26) Es gibt Hinweise, dass Patienten sich stärker durch die Angstsymptomatik beeinträchtigt fühlen, als Ärzte das allgemein annehmen. Umgekehrt messen möglicherweise Ärzte der depressiven Symptomatik mehr Bedeutung bei als Patienten.

27) Der britische Psychiater Peter Tyrer hat eine Störung „Cothymia“ postuliert, die durch das gleichzeitige Auftreten von (nicht-unterschwelliger) Angst und Depression

definiert ist. Die vorgelegte Untersuchung fand keine überzeugenden Hinweise dafür, dass diese Störung sich deutlich von anderen depressiven Störungen abgrenzen ließe.

28) Hinweise fanden sich aber dafür, dass es einen Prägnanz- und Verlaufstyp im

Spektrum der unipolar affektiven Störungen gibt, der wiederholt mit Angstsyndromen einhergeht. Dieser Verlaufstyp hat nur begrenzte zeitliche Stabilität, geht aber in gewissen Bereichen mit prognostisch ungünstigeren Faktoren einher – so etwa häufigerem komorbiden Substanzmissbrauch, geringerer Lebensqualität, mehr Krankheitsepisoden, mehr Suizidgedanken und größeren Auffälligkeiten im Bereich der Persönlichkeit.
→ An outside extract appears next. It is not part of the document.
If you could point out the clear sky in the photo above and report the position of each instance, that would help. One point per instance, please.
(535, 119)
29) Eine Hypothese, die diese Ergebnisse erklären kann, ist, dass gemäß der

Temperamentstheorie von Hagop Akiskal unterschiedliche Ausmaße eines

ängstlich-phobischen Temperaments vorliegen, die als „Trait-Marker“ bzw. als ängstliche Prädisposition sich zu akuten depressiven Episoden „mischen“.

30) Die Differenzierung Angst und Depression ist sinnvoll, insbesondere unter dem Aspekt der Prognose und der differenzierten Therapieplanung.